ECLI:NL:RVS:2022:805
Raad van State
- Hoger beroep
- Rechtspraak.nl
Hoger beroep tegen afwijzing aanvraag vreemdeling voor document rechtmatig verblijf
Op 21 maart 2022 heeft de Afdeling bestuursrechtspraak van de Raad van State uitspraak gedaan in een hoger beroep van een vreemdeling tegen de afwijzing van zijn aanvraag voor een document dat rechtmatig verblijf als gemeenschapsonderdaan zou bevestigen. De staatssecretaris van Justitie en Veiligheid had op 15 januari 2020 de aanvraag afgewezen, waarna de vreemdeling bezwaar maakte. Dit bezwaar werd op 18 mei 2020 ongegrond verklaard. De rechtbank Den Haag, zittingsplaats Arnhem, verklaarde op 20 januari 2021 het beroep van de vreemdeling ongegrond. De vreemdeling, vertegenwoordigd door mr. S.T.C. Rebergen, heeft hiertegen hoger beroep ingesteld.

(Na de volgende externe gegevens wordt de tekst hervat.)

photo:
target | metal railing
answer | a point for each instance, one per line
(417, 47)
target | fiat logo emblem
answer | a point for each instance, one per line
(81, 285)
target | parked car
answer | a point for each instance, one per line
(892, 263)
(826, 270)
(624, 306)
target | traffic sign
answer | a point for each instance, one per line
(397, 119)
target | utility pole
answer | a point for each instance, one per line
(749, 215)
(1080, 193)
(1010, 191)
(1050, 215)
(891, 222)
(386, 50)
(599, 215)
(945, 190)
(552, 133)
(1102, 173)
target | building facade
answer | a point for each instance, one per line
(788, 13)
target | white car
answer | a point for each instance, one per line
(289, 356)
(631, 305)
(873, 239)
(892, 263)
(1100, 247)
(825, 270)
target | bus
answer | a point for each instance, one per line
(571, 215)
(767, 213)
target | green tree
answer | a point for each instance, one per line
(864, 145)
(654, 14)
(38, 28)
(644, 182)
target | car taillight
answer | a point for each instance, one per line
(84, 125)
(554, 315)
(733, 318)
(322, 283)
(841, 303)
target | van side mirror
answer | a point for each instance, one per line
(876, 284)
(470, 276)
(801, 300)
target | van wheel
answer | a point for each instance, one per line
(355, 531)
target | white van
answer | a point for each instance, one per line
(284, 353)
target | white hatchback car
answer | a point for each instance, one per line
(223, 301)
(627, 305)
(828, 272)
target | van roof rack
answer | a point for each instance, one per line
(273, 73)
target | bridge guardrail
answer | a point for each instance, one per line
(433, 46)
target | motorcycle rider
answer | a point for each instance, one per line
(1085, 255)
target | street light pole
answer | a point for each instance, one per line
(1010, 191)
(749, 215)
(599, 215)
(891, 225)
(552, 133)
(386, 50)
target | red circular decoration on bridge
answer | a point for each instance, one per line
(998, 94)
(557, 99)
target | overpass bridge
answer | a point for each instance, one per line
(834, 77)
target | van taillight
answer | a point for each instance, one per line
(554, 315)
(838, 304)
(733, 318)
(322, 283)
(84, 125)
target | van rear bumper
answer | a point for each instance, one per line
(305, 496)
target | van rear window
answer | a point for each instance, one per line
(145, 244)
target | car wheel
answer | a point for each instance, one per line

De Afdeling heeft in haar overwegingen vastgesteld dat de rechtbank niet heeft onderkend dat de staatssecretaris een onjuiste bewijsmaatstaf en beoordelingskader heeft gehanteerd. De vreemdeling had geen geldig document voor grensoverschrijding of identiteitsbewijs overgelegd, maar kon zijn identiteit en nationaliteit met andere middelen aannemelijk maken. De staatssecretaris diende deze middelen afzonderlijk en in onderlinge samenhang te beoordelen. De Afdeling oordeelde dat de grief van de vreemdeling slaagde, waardoor het hoger beroep gegrond werd verklaard.
De uitspraak van de rechtbank werd vernietigd, het beroep van de vreemdeling werd gegrond verklaard en het besluit van 18 mei 2020 werd vernietigd. De staatssecretaris werd veroordeeld tot vergoeding van de proceskosten van de vreemdeling, die op € 2.277,00 werden vastgesteld, en het griffierecht van € 447,00 moest ook worden vergoed. De uitspraak werd openbaar uitgesproken door mr. A.J.C. de Moor-van Vugt, lid van de enkelvoudige kamer, in aanwezigheid van mr. T. van Goeverden-Clarenbeek, griffier.